Local 7600 continues fight for fair contract, prepares for potential strike

Action is picking up steam for more than 7,400 health care workers and members of USW Local 7600, who work across 72 Kaiser Permanente locations in Southern California. As their fight continues for a fair contract that reflects their service and prioritizes safe staffing, the local decided last week to schedule a strike authorization vote to be held October 2-10.

“With demands that would negatively impact worker safety and patient care, it’s clear that management is more concerned with pursuing its own agenda than it is about workers and patients,” said Local 7600 President Michael Barnett.

“We urge Kaiser Permanente to come to the table and bargain with us for a fair contract rather than force workers into a labor dispute by insisting on dangerous cost-cutting measures that would make it impossible to maintain safe staffing levels.”

USW Local 7600, in conjunction with the 20 other local unions who make up the Alliance of Health Care Unions (AHCU), has been bargaining with Kaiser Permanente since this past spring. Both the national and local agreements expire Sept. 30.

The health care system’s most divisive demands include a two-tiered wage scale that would pay new hires significantly less for doing the same jobs as current workers, making it even more difficult to fill empty positions.

The paltry wage increases that the company has proposed for current members of the union also do nothing to address the tremendous pay disparity between Inland Empire workers, many of whom are Black, Latino, and other people of color, and their area counterparts in Los Angeles just a few miles away.

“We keep hearing Kaiser talk on TV and to politicians about racial justice, but when the joint recommendations came up for approval, Kaiser execs said no,” said Local 7600 Vice President Norberto Gomez in a recent AHCU social media post. “It’s time for Kaiser to not just talk about but be about it.”

The decision to hold the vote that would authorize the local’s bargaining committee to initiate a strike comes after the union decided to pause their labor-management partnership with Kaiser last Friday over these and other concerns, including safe staffing.

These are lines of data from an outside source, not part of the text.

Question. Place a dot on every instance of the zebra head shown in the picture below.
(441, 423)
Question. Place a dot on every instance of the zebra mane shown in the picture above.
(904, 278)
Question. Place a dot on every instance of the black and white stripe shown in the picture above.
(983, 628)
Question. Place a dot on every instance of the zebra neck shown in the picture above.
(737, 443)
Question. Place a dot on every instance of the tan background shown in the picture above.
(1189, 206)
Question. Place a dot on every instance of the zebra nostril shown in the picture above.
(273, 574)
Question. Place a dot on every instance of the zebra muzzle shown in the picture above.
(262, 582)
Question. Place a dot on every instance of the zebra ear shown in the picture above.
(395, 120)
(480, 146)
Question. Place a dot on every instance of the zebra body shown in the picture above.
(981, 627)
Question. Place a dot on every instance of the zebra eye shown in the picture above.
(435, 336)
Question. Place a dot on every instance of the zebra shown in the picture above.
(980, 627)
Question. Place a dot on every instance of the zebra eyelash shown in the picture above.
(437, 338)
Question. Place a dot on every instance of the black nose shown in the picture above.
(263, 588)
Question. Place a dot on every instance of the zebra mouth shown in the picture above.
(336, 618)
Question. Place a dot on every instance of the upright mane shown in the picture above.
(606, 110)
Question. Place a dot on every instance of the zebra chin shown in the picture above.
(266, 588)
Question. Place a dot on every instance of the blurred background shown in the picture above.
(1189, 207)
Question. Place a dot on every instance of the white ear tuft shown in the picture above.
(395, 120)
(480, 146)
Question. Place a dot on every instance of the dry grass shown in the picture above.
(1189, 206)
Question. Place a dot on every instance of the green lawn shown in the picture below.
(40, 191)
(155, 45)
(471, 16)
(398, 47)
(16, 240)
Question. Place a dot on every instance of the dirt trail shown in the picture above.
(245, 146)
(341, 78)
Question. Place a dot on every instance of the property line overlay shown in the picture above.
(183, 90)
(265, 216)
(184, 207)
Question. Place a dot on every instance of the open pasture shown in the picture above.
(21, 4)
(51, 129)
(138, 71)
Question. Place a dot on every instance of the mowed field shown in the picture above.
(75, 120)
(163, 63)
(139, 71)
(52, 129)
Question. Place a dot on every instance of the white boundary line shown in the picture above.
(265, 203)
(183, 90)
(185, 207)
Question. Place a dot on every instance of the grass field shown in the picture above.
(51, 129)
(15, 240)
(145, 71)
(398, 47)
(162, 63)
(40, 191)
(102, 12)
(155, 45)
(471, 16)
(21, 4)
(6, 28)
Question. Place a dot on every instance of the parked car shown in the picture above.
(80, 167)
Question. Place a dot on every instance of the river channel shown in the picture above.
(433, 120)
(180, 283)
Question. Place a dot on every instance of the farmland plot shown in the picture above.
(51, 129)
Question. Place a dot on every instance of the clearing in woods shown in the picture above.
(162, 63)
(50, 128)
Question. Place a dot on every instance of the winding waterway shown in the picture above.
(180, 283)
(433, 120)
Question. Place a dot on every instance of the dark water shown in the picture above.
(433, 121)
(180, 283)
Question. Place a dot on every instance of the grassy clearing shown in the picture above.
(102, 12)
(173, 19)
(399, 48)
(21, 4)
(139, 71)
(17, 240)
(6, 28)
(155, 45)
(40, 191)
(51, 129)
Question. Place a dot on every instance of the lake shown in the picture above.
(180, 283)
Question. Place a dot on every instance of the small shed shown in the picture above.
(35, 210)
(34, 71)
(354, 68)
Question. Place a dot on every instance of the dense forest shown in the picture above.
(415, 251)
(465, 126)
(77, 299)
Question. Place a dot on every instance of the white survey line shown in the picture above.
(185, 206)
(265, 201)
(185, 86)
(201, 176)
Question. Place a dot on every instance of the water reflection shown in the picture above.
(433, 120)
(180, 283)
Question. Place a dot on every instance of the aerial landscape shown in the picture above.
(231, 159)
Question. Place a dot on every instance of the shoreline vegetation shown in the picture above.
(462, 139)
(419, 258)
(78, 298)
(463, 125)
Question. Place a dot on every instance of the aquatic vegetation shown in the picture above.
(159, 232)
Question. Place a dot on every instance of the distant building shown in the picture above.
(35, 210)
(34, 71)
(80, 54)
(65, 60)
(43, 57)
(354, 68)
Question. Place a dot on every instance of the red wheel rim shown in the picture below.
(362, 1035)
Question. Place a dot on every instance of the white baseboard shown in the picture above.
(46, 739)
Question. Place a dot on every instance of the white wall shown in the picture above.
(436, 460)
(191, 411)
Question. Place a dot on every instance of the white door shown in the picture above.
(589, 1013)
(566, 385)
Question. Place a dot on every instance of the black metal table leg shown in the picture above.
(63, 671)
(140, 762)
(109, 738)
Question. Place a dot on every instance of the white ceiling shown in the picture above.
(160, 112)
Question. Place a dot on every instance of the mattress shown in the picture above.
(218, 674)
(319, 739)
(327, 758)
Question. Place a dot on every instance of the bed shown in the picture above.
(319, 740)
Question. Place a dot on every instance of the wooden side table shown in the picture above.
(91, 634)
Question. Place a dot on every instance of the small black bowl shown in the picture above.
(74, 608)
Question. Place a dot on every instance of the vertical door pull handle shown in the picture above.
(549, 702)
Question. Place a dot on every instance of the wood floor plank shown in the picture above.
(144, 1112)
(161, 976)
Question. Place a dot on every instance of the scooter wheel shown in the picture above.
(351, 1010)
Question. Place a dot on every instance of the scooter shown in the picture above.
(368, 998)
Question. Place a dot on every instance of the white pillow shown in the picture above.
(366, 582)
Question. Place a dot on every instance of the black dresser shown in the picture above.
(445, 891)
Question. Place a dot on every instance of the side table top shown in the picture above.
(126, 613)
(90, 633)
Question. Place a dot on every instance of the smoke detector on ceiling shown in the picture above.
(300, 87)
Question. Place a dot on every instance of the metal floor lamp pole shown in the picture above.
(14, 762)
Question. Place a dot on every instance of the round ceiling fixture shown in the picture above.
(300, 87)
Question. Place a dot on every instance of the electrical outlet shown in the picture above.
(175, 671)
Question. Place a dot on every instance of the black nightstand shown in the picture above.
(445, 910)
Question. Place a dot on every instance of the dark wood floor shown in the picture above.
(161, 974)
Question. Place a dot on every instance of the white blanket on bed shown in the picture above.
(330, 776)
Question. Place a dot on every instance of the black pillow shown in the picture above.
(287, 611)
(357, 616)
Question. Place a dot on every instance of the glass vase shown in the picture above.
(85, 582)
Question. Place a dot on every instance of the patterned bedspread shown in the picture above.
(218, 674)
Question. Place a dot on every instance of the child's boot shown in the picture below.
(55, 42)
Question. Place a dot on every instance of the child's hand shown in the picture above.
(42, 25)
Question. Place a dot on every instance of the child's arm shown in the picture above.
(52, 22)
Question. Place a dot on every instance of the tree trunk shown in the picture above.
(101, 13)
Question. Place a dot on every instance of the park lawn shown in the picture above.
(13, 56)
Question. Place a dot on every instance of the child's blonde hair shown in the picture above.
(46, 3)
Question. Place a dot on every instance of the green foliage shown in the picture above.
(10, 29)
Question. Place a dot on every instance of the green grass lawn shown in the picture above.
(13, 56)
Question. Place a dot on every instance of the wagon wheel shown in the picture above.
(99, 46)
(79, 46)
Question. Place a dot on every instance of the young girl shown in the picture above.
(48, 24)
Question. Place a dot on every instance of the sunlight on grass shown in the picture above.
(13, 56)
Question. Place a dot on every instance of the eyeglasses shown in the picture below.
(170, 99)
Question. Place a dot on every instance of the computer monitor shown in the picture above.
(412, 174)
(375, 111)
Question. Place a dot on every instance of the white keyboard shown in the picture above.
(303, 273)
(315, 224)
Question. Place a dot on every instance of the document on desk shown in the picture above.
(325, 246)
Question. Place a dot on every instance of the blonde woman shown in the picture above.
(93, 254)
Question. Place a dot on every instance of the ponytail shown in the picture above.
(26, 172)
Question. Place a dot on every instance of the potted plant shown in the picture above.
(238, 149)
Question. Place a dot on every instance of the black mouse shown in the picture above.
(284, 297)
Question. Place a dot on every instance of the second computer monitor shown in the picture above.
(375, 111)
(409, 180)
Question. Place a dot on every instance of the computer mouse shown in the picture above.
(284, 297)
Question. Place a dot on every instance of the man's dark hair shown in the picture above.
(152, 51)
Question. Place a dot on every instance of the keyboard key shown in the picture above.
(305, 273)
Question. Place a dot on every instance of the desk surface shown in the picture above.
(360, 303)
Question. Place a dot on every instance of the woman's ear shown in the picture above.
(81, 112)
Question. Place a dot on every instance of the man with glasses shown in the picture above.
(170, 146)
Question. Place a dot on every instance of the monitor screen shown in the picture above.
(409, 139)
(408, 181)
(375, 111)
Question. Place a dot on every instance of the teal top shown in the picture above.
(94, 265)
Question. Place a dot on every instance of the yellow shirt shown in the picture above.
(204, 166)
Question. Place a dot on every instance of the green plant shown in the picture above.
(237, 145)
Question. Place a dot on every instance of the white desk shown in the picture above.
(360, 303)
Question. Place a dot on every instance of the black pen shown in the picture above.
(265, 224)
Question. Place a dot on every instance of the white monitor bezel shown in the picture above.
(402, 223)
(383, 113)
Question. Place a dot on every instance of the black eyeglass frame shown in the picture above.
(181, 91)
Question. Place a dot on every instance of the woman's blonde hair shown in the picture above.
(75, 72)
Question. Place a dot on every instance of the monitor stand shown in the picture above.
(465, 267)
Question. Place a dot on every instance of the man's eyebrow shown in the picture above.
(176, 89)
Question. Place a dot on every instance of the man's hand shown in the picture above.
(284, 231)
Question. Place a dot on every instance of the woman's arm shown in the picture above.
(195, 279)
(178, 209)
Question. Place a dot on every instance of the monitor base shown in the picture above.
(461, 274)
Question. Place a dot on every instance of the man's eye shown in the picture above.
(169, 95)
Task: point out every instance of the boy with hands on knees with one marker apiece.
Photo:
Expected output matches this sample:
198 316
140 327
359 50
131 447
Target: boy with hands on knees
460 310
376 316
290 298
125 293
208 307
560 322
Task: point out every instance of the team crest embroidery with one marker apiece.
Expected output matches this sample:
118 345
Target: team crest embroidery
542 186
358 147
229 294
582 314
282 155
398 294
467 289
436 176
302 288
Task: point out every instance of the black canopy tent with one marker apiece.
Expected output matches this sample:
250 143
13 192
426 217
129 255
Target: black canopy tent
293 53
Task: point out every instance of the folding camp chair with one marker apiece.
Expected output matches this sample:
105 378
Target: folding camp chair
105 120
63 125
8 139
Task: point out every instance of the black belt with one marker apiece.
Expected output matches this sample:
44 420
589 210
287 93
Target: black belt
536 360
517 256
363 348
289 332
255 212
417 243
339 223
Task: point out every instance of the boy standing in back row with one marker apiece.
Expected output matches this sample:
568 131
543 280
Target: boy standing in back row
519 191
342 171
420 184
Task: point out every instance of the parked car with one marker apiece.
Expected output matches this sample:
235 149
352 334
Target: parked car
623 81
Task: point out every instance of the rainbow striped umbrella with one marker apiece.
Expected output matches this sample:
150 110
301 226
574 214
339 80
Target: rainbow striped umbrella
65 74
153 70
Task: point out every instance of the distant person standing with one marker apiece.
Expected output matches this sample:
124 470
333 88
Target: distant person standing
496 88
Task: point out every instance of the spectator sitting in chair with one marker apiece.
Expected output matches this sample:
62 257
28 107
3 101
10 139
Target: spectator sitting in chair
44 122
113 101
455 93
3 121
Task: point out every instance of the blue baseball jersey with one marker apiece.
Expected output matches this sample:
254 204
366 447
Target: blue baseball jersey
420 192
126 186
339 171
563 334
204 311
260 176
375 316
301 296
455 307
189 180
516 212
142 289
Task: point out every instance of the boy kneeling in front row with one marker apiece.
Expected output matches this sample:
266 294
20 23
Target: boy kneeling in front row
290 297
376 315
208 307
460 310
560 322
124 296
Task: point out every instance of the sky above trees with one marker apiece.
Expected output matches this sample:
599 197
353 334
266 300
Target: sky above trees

“We’re stretched thin, and after more than a year and a half of sacrifices throughout the pandemic, morale is starting to falter,” said Barnett. “We’ve pulled together to make sure that shifts are covered and our patients are well cared for, sometimes at the expense of our own health and security. But we need management to take safe staffing seriously, and we need them to prioritize our community as much as we do.”

The local is also pursuing multiple unfair labor practice charges after management threatened to withhold or cancel vacations and other earned time off until the contract is settled, as well as intimidated workers who wore union t-shirts during what they’ve dubbed “Solidarity Tuesdays” to show their support for the bargaining committee.